Novartis has partnered up with the Global Antibiotic Research & Development Partnership (GARDP) to push for faster development and wider availability for children of generic antibiotic therapies in low- and middle-income nations.

The partnership will facilitate close communication between GARDP and Novartis’ generics division, Sandoz, including the sharing of expertise to push for greater “incremental product innovation” through a focus on the supply chain, capacity building, and evaluation measures to improve medicine access.

Child mortality has fallen by half since 1990, but infectious diseases such as pneumonia and sepsis still present the biggest cause of child morbidity with over three million deaths in 2013, two-thirds of which occur in sub-Saharan Africa. This is all the while exacerbated by the threat of antimicrobial resistance, with around 214,000 dying as a result each year. Specifically, the duo hope to develop heat-stable paediatric forumlations to fight these most threatening diseases.

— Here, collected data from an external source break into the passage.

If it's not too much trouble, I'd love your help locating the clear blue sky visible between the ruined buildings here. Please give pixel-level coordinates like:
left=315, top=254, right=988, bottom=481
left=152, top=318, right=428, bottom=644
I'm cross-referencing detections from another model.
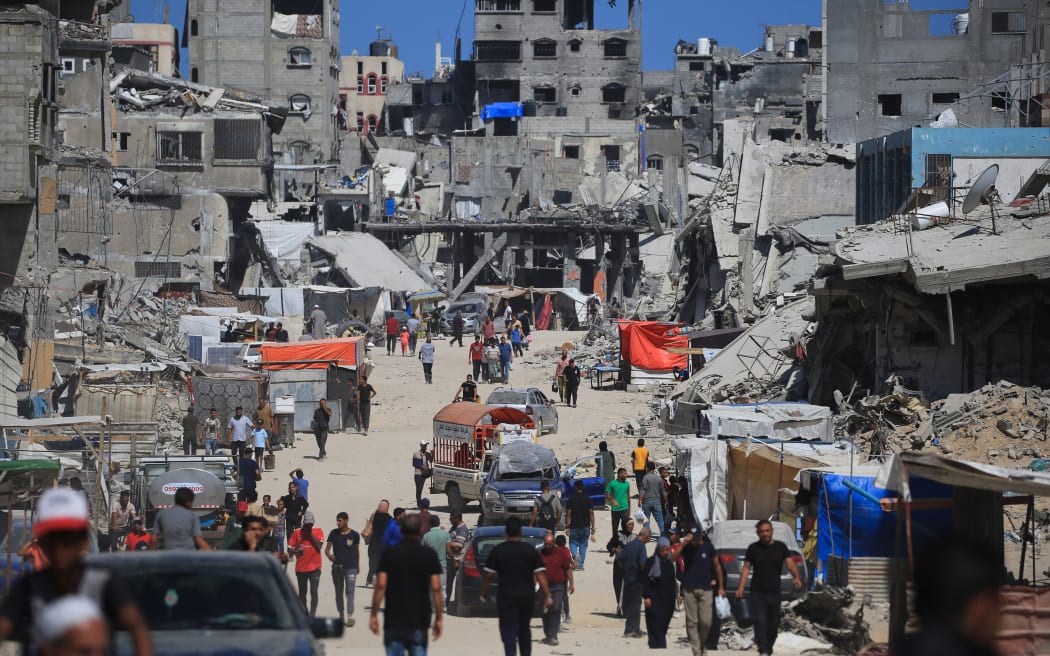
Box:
left=131, top=0, right=823, bottom=77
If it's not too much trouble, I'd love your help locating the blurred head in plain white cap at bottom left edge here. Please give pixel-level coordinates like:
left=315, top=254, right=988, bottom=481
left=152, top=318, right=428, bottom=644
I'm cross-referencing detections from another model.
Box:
left=35, top=595, right=109, bottom=656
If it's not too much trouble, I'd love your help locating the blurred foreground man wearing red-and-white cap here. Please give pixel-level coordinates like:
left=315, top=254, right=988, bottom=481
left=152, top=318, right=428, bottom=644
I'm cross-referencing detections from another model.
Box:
left=0, top=488, right=153, bottom=656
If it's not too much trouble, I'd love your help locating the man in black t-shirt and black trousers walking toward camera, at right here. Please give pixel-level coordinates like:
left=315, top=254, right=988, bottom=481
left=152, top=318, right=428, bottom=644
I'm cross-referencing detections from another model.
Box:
left=736, top=520, right=802, bottom=655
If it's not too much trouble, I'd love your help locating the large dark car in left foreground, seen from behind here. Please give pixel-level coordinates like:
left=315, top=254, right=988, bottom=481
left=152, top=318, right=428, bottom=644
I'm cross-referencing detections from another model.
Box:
left=87, top=551, right=343, bottom=656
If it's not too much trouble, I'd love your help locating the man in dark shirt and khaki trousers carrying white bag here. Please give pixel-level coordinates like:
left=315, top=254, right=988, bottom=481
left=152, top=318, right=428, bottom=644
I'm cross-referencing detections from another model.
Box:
left=681, top=529, right=726, bottom=656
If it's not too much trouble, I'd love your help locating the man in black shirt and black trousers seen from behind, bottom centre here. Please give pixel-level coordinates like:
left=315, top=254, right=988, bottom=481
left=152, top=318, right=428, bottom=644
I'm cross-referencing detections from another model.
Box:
left=481, top=517, right=553, bottom=656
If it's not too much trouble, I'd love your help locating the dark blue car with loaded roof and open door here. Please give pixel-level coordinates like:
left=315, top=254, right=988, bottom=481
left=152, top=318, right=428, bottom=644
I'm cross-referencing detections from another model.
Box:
left=478, top=441, right=605, bottom=526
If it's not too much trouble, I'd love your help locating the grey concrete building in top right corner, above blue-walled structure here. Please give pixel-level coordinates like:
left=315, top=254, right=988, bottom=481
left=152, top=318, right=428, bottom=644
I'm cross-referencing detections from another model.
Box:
left=823, top=0, right=1050, bottom=143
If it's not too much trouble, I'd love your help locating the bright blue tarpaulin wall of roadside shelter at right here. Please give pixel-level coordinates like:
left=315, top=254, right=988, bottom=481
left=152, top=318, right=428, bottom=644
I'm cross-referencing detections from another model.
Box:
left=817, top=473, right=952, bottom=563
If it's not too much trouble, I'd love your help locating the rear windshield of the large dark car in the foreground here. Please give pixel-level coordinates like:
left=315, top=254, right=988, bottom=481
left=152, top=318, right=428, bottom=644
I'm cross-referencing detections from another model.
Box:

“Children are not small adults and require treatments that are adapted in terms of regimen, dose and formulation. However, challenges around conducting clinical trials in children have led to lack of evidence-based treatments available for them. And lack of evidence hinders the development of treatment guidelines for their care,” said Dr Manica Balasegaram, Director of GARDP. “This partnership not only has the potential to reduce the number of preventable deaths in children, but also to help tackle AMR through addressing the over-use and misuse of antibiotics.”

Harald Nusser, Global Head of Novartis Social Business, added: “New treatment formulations are needed to address the unmet needs of children in lower-income countries. Yet, medicines by themselves are not sufficient; they also need to be affordable and accessible for patients. A very important part of our role will therefore be to work with partners on the ground to ensure these medicines reach patients, and in particular those living in remote and underserved areas.”